Se tomó varios minutos de nuevo para bajar las escaleras. Al llegar hasta Leander, continuaron su camino hasta los aposentos del conde.
Leander volvió a adelantarse. La confianza que tenía con el conde le hacía olvidar que tenía que cuidar las formas aún delante de su líder.
Cruzó la puerta de la misma forma que había entrado hacía un rato en la biblioteca.
– ¡Alaric! ¡Tenemos... increíbles noticias! – exclamó.

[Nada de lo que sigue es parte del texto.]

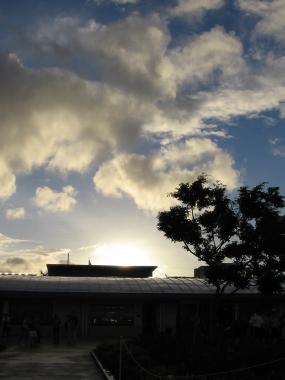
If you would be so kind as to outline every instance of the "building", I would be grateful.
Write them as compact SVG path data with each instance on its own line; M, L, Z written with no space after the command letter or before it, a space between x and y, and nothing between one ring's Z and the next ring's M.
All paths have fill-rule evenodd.
M156 267L48 265L47 276L0 275L2 313L11 333L20 334L25 316L36 317L41 334L52 334L52 317L75 314L80 336L184 334L197 323L209 331L215 288L196 277L155 278ZM230 292L230 291L229 291ZM274 304L273 304L274 301ZM264 297L256 289L223 297L220 321L248 320L260 305L284 309L284 295Z
M48 276L61 277L151 277L156 266L47 264Z

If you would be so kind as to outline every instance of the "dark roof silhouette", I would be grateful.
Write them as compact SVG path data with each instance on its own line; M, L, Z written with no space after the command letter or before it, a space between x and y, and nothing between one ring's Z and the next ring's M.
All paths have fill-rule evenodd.
M232 289L228 288L226 294ZM0 293L85 294L85 295L215 295L216 288L198 278L120 278L0 276ZM256 287L239 290L237 295L257 295ZM284 294L284 293L283 293Z
M157 266L47 264L48 276L66 277L135 277L152 276Z

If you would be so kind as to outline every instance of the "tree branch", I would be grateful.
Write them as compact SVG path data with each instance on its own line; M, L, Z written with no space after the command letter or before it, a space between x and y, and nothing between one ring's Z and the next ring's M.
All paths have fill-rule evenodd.
M186 243L185 240L183 240L183 243L184 243L184 245L185 245L186 251L192 253L192 255L195 256L195 253L191 250L191 248L189 247L189 245Z
M237 288L235 288L232 292L231 292L231 294L235 294L237 291L239 291L241 289L241 287L237 287Z
M215 250L216 250L216 252L218 252L217 251L217 246L216 246L215 235L214 235L214 231L213 230L212 230L212 240L213 240L213 243L214 243Z
M230 284L230 281L226 281L225 284L222 286L222 289L221 289L221 294L224 293L224 290L226 289L226 287Z
M226 242L227 242L227 240L222 240L222 241L220 242L220 244L218 245L218 247L217 247L217 249L216 249L217 252L221 250L221 248L223 247L223 245L224 245Z

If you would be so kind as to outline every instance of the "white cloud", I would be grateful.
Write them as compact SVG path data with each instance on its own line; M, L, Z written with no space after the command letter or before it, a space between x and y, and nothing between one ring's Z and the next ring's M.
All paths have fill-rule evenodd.
M67 212L76 204L76 191L72 186L64 186L57 192L44 186L38 187L35 194L36 205L49 212Z
M134 104L132 113L139 115L137 122L144 125L148 134L163 132L163 125L169 132L171 124L180 125L172 127L174 134L180 131L197 134L201 127L205 128L203 119L208 117L197 111L213 92L210 89L201 96L199 85L240 91L243 78L249 75L242 44L221 27L184 41L179 47L169 48L169 42L167 25L158 15L147 20L132 15L108 26L94 21L81 25L77 19L56 19L54 25L42 24L34 40L54 54L58 52L55 48L58 43L63 43L69 54L78 49L93 54L96 64L101 65L102 79L125 96L131 94L132 99L140 101L140 106L144 105L144 114L138 114L138 104ZM249 78L246 79L249 84ZM189 84L190 97L185 90ZM194 96L193 88L197 89ZM63 147L62 152L65 150ZM83 162L89 162L91 156L87 147ZM55 161L62 162L61 158Z
M198 7L190 3L190 8ZM186 6L186 2L179 4ZM204 8L222 6L222 2L201 4ZM110 195L129 194L145 209L152 210L159 203L159 189L167 193L180 178L191 179L200 170L209 170L215 177L219 174L233 186L238 174L229 153L210 144L211 135L224 135L213 120L230 122L235 116L257 115L285 101L285 60L268 56L258 67L250 66L237 36L221 27L174 47L167 22L158 15L148 19L130 15L109 25L56 18L38 25L33 36L34 47L48 56L88 57L99 79L87 81L59 69L28 69L15 55L0 58L0 163L7 171L6 182L0 182L2 198L15 191L15 175L20 172L37 167L65 174L83 172L94 162L101 165L95 176L97 189ZM199 165L189 169L179 161L182 166L176 171L174 159L167 159L172 154L170 147L186 139L186 154L191 156L193 136L200 136L203 146ZM167 146L167 154L163 148L149 155L136 154L136 143L145 146L154 140L160 147ZM168 162L167 168L154 167L159 157ZM224 171L223 159L228 161ZM135 175L135 165L138 172L150 176L150 188L158 189L155 202L147 190L148 179ZM114 170L118 170L116 176ZM145 206L140 195L142 180ZM52 203L56 201L47 200L61 193L39 189L45 199L41 202L46 202L41 207L54 212L61 209Z
M26 242L30 242L30 241L12 238L10 236L0 233L0 246L10 246L10 245L21 244L21 243L26 243Z
M110 26L80 26L78 20L64 18L49 27L37 34L44 50L59 43L67 50L80 45L94 51L108 85L64 70L27 69L12 54L0 57L0 198L15 192L18 173L37 167L83 172L94 160L130 150L142 133L147 138L169 129L173 134L199 134L201 117L195 120L189 117L191 107L180 112L179 102L173 103L179 87L206 81L217 67L229 76L231 62L241 62L240 44L222 29L201 36L200 55L200 37L181 51L168 51L169 32L158 16L130 16ZM209 56L210 65L205 64ZM170 107L167 102L172 102Z
M97 247L97 244L85 245L83 247L79 247L78 251L93 251Z
M275 137L269 140L273 156L285 157L285 145L283 140L284 139L282 137Z
M272 148L273 156L285 157L285 145L278 145Z
M46 272L46 264L62 261L66 249L48 249L43 246L32 248L1 250L0 272L2 273L34 273Z
M276 145L276 144L279 144L281 141L283 141L283 139L281 137L274 137L273 139L269 139L269 143L271 145Z
M0 56L0 81L2 199L15 192L18 173L43 166L83 172L108 150L131 145L148 114L115 88L63 70L27 69L11 54Z
M178 0L177 4L170 8L172 16L191 17L202 16L209 10L219 9L224 5L224 0Z
M209 83L217 69L222 74L221 82L233 80L246 70L242 54L243 47L239 39L219 26L169 53L171 63L176 68L176 80L182 86L189 82Z
M137 4L140 0L88 0L90 2L94 2L97 4L102 4L106 1L112 2L114 4L119 4L119 5L125 5L125 4Z
M38 28L32 37L38 49L59 57L78 51L91 55L101 80L144 101L173 100L178 86L209 81L217 69L234 77L245 66L241 42L222 27L170 49L167 23L158 15L131 15L107 26L65 17Z
M31 264L28 260L14 256L0 261L1 273L29 273Z
M112 0L113 3L116 4L136 4L140 0Z
M0 199L7 199L11 197L15 191L16 177L11 172L6 162L0 157Z
M72 24L70 20L58 19L56 22L57 28L63 31L61 40L65 49L72 51L72 47L77 46L81 51L94 54L95 62L104 67L103 79L108 86L119 89L122 97L132 95L135 101L130 114L136 115L146 139L157 138L161 144L171 144L181 137L189 140L193 135L219 135L221 131L215 128L213 121L211 125L207 124L208 119L229 122L235 116L257 115L278 108L284 102L285 83L280 80L284 60L268 56L258 68L250 66L243 57L243 47L237 36L226 33L221 27L170 48L167 25L157 15L148 20L132 15L108 26L91 21L81 25L78 20L73 20L69 34L64 30L66 24ZM65 26L59 27L61 23ZM53 38L43 40L45 43L52 48ZM200 85L206 85L208 90L201 91ZM144 112L138 112L142 107ZM123 109L129 110L130 107ZM230 170L225 171L228 178L224 181L237 183L237 173L229 154L221 149L213 153L210 145L207 147L217 167L222 166L220 154L227 156ZM88 151L87 147L86 154ZM130 149L127 149L128 153L120 153L122 151L114 149L114 158L101 165L95 176L96 188L110 195L129 194L139 207L152 209L151 200L144 206L137 195L139 190L135 189L134 183L137 181L139 187L141 179L130 179L124 168L130 166L134 170L136 163L145 176L152 178L153 156L130 153ZM64 149L62 154L66 156ZM201 160L199 170L213 172L214 168L209 168L205 155L202 158L205 161ZM59 156L50 161L50 166L54 165L53 162L61 165L62 161ZM114 178L116 169L118 175ZM170 184L171 176L167 172L162 172L161 177L164 184L168 181L167 189L178 180L172 176ZM128 181L131 182L128 190L122 190ZM105 183L107 186L103 190ZM150 196L150 192L145 196Z
M252 70L241 76L238 86L223 86L212 93L201 93L199 115L228 120L279 108L285 100L284 69L284 57L268 57L259 71Z
M285 42L285 2L284 0L238 0L241 10L256 15L257 36L269 35L277 41Z
M6 219L9 220L24 219L25 216L26 212L24 207L8 208L6 210Z
M107 26L90 21L74 33L69 46L92 53L104 81L136 96L175 95L175 68L166 56L170 34L158 15L132 15Z
M126 194L153 213L169 206L167 194L180 182L191 182L201 172L234 188L238 174L229 154L209 139L191 139L166 146L152 155L121 154L105 162L94 176L95 188L106 196Z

Cuando Eldrin entró detrás de él, se encontró de frente con el rostro ojeroso de Lord Alaric de Rocasombra que los observaba agotado detrás de su amplio escritorio oscuro cubierto de pergaminos, la mayoría relativos a asuntos administrativos, quizás algún mensaje apremiante del rey preocupado por el constante atraso de la alianza matrimonial e informes de los espías apostados en la capital, de los cuales Eldrin también estaba enterado, aunque esto último el conde lo desconocía.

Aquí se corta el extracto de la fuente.